Parece propio de hace siglos, pero el apartheid apenas hace veinte años que se derogó. El sistema social y político que mantenía a millones de negros bajo el poder de unos cientos de miles de blancos se extinguió tras la presión internacional, los embargos económicos y la lucha que mantenía en el interior del país el Congreso Nacional Africano, liderado entre otros por el encarcelado Nelson Mandela.
J.M. Coetzee, el novelista sudafricano premio Nobel de Literatura y en dos ocasiones premio Booker, centra gran parte de sus novelas en las consecuencias humanas y sociales que ha dejado tan aberrante sistema. A pesar de sus premios y calidad, Desgracia (publicada en 1999) es prácticamente la primera adaptación que se hace al cine de su obra. El alto contenido metafórico de su narrativa así como su apego a lo negativo (basta repasar sus títulos) espanta a los grandes estudios, sólo interesados en alegrar al espectador de modo efímero.

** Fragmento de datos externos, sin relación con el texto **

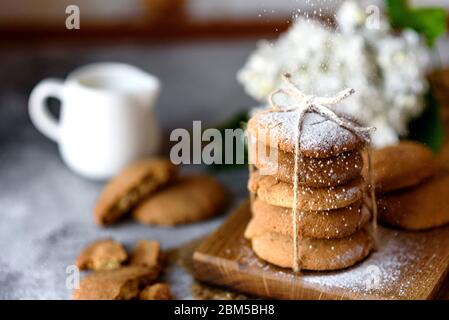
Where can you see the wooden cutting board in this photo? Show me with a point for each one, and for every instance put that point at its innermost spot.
(407, 265)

Fueron dos arriesgados cineastas, la pareja formada por Ana María Monticelli y Steve Jacobs, los que desde su compañía Wild Strawberries adquirieron los derechos de la novela en 2002. Compaginando durante cuatro años sus respectivos trabajos como actores, Monticelli escribió el guión de la cinta mientras que Jacobs planificaba la puesta en escena. Por fin, en 2007, comenzaban a rodar.
Semejante empeño no ha sido en vano y el viaje a la pantalla de Desgracia ha resultado una fiel adaptación del texto en sus ejes temáticos y narrativos, proveniente de la admiración de los autores por el original. En ella seguimos a David (John Malkovich) tras el abuso sexual cometido hasta la granja donde su hija Lucy (Jennifer Haines), blanca, comparte terrenos con Petrus (Eriq Ebouaney), de raza negra. Durante su estancia, David y Lucy son atacados por tres adolescentes negros que la violan e intentan quemar vivo a David.
La cinta requiere desde su primer fotograma un esfuerzo del espectador para entrar en su lógica de metáforas, simbologías y paralelismos, tal y como sucede en el texto literario. El esfuerzo es pronto recompensado pues nos adentra en un mundo adulto y complejo, ríquisimo, donde se abordan con realismo temas como el deseo, la senectud, la pareja, la ética, el perdón y, por supuesto, el racismo.
El soberbio guión de Monticelli está acompañado por una cruda y exhaustiva dirección de Jacobs, un alarde narrativo en muchas de sus secuencias. No se trata ni mucho menos de un director-estrella que intente asombrarnos. Al contrario, se trata del rigor de un cineasta que ajusta al milímetro lo que debe mostrarse para que el espectador construya el nexo entre lo visto y lo narrado. Así sucede con los dos incidentes centrales de la película, el acoso de David y la violación de Lucy, en un juego de espejos donde se evidencia nuestra doble moral al respecto. O con la secuencia del perro sacrificado por David, metáfora acerca de su propia situación, contada con una calidad y economía extraordinarias.
No menos importante en la excelencia del film es el trabajo de Malkovich. Probablemente es, junto con Anthony Hopkins, el único intérprete vivo capaz de abordar al protagonista con solvencia. Observar los gestos, dicción (por favor, en V.O.S.) y miradas con que lo encarna es toda una derrota para el método del Actor´s Studio. Malkovich se limita a ser David, y el resultado es abrumador.